Author: Emma Donoghue
Genre: Contemporary Fiction
First Published: 2010
Page Count: 321
Film/ TV Adaptation:Yes*
Rating: 4/5 Stars
Though tough to read, it is probably one of the most accurate looks into a horrible reality that many women endure today.
*Two Part Story
“Everyone’s got a different story.” Jack and his ma live in an eleven-by-eleven foot space they call Room. Their entire world is Room; it is where they eat, sleep, play, and learn. Room is the only home Jack has ever known, but for ma, it is the prison where a man Jack calls Old Nick has held her captive for seven years. Jack may never want to leave his only home, but his ma knows that they need to find a way out of Room before it’s too late for either of them.
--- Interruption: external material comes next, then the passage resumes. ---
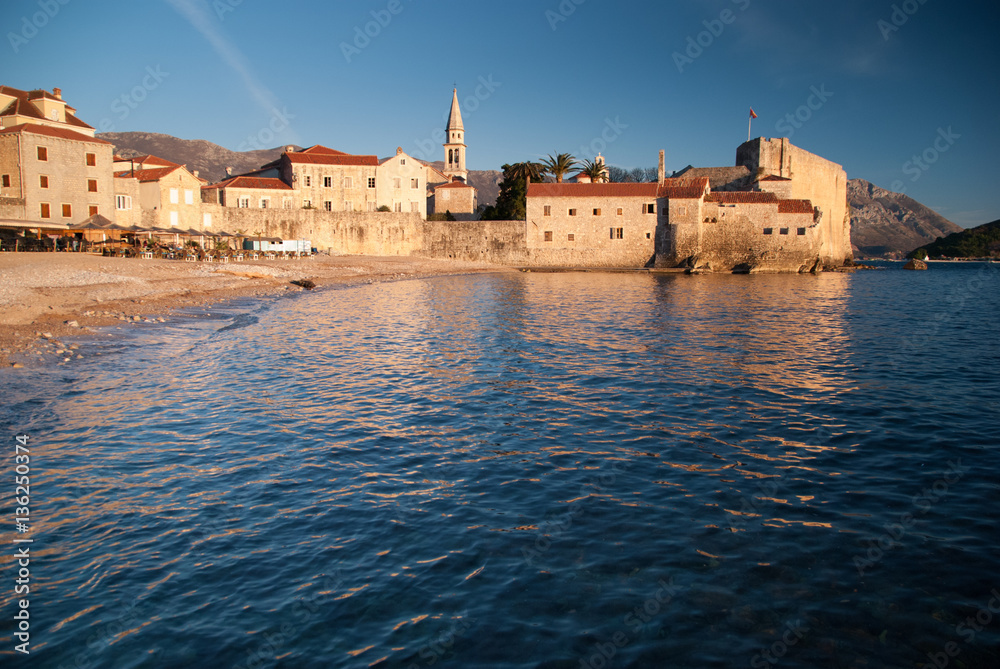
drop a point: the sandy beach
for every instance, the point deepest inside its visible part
(47, 298)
This is such an interesting story and it is written so realistically it almost feels like non-fiction. We see it in the news everyday: some young girl kidnapped by a pedophile or worse, someone with sick tendencies that has flown under the radar. The first half of the book details this type of enslavement but from the eyes of ma and her son, Jack, the product of her captivity. It really is incredible to read a first hand account (even if it is fictional) of life in a cell completely isolated from the world. Add to that the fact that ma has to not only look after herself but help develop as best she can her young child. However, what I liked about this story is that this scenario only makes up half of the book. Just observing their life in their prison would have gotten old quickly and potentially led to an unsatisfactory conclusion. I don’t want to give too much away, but by the end of the book you will feel that you got to see the main characters through the entire life cycle of this horror story.
The one thing that takes getting used to is the narration. The book is narrated entirely from the perspective of five-year old Jack. I really had trouble with this initially because he, well, acts like a five-year old. He has a short attention span, his way of speaking and describing things is primitive, and his tantrums can be annoying. I really struggled along with ma when she tries to get Jack to understand the outside world. I got used to reading the book through Jack’s eyes but there were always moments where my patience was tested.
Room is definitely a book to check out but I don’t know if I would rush out to read it. I enjoyed it, but it might become a forgettable book in the years to come when the movie and Oscar hype is over surrounding this story. However, definitely pick it up if you’re interested.